Regarding your comment that my lexer should be focused on the code structure/syntax, do you mean that I should replace the big command list with a simple regex, which matches all the current commands, and then explicitly mention the commands in my BNF file? In that case I have finer control over what kind of arguments gets passed and how much, for example.

Anyway, I have merged the changes, and will look into it even more!

Regarding whitespace: normally the language doesn’t allow whitespace at all, but for the sake of sanity, I allow indentation and whitespace after a line, which gets removed if I tokenize the entire source file. But it also seems valid to allow it everywhere, and strip all whitespace before going into tokenization. Then I will also add a formatter to remove spaces around operators (for example).
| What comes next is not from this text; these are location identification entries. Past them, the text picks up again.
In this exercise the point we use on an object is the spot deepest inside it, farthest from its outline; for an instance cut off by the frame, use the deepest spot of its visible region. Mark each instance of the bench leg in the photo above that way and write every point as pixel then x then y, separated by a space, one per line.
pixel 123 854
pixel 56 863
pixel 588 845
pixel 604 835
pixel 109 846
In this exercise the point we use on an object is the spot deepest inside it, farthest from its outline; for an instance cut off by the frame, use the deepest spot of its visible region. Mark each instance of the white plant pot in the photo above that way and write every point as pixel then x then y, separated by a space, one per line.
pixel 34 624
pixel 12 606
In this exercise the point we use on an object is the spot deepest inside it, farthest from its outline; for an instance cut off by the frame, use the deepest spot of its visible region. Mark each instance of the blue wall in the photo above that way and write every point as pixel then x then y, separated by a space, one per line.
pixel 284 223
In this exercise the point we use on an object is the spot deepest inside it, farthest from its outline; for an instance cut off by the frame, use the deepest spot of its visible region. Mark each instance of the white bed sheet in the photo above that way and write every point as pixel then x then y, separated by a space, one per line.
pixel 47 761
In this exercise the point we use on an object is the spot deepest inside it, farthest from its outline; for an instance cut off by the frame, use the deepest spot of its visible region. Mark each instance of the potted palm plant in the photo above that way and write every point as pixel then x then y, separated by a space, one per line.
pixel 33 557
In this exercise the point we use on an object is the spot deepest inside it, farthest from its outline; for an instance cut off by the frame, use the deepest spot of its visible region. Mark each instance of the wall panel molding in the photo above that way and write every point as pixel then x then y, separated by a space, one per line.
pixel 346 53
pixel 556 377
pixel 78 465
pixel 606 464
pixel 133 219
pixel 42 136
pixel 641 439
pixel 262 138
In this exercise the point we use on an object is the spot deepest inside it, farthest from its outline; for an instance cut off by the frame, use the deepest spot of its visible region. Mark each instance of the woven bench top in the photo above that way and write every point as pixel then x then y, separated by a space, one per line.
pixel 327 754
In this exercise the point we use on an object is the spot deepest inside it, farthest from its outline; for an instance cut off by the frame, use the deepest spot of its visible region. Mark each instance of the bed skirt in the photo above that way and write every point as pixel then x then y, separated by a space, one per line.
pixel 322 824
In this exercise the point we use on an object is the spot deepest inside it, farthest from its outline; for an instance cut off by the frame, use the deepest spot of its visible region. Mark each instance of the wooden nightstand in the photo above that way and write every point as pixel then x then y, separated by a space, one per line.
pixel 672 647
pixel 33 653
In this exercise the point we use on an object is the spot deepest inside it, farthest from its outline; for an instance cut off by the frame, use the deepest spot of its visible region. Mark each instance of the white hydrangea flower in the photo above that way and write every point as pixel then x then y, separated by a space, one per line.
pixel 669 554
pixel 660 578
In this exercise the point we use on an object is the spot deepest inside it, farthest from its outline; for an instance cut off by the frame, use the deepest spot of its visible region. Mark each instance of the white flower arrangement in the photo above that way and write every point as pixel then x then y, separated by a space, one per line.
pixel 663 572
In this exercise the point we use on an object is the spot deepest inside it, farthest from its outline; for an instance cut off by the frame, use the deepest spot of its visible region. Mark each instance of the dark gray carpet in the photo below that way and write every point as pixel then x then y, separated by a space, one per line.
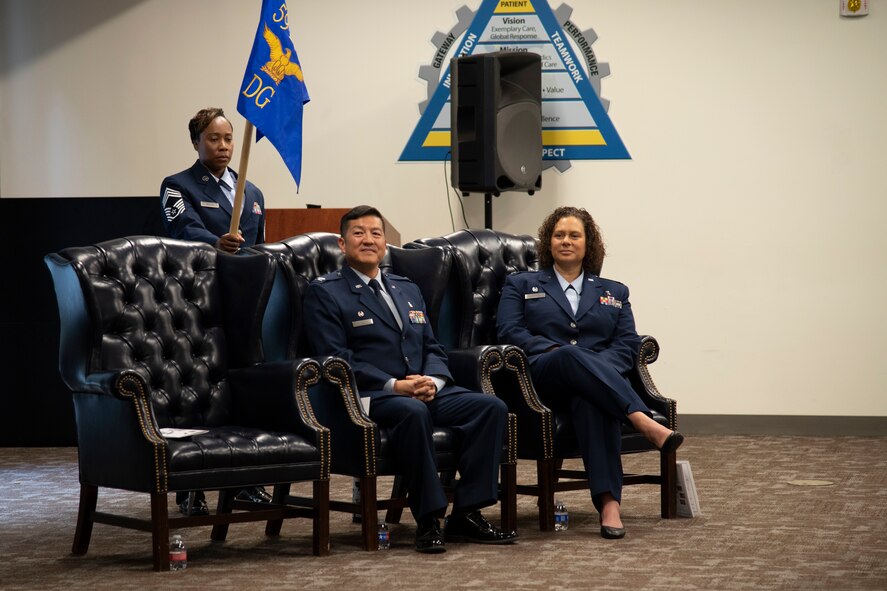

I see, so whitespace is syntactically important. In this case, you have a couple of options:

  1. You can define your own WHITE_SPACE token to be used in your lexer and parser definitions instead of lexing the WHITE_SPACE pattern as TokenType.WHITE_SPACE. You’d have to update all of your parser rules to decide where whitespace is explicitly allowed (roughly something like this example: private simple_command ::= COMMAND_NO_PARENS WHITE_SPACE+ [(expr (COMMA expr)*)]).

  2. You can let Grammar-Kit continue to handle whitespace and handle invalid whitespace at the Annotator layer. This is probably the better approach since it would be trivial to include a quick-fix with the error annotation to remove the offending space. This approach should also work better with a formatter since the invalid spaces won’t break your PSI tree. You’d basically be looking for PsiWhitespace elements in relevant locations and annotating them like in the linked example.

Regarding your comment that my lexer should be focused on the code structure/syntax, do you mean that I should replace the big command list with a simple regex, which matches all the current commands, and then explicitly mention the commands in my BNF file? In that case I have finer control over what kind of arguments gets passed and how much, for example.

I think this is where my lack of full knowledge of ti-basic makes it hard give useful advice. It’s entirely possible that what you’re doing with the big list of commands is fine for this language given its limited scope. It also doesn’t help that my prior experience is configuration languages rather than programming languages. If it’s working as intended, I probably wouldn’t recommend messing with it.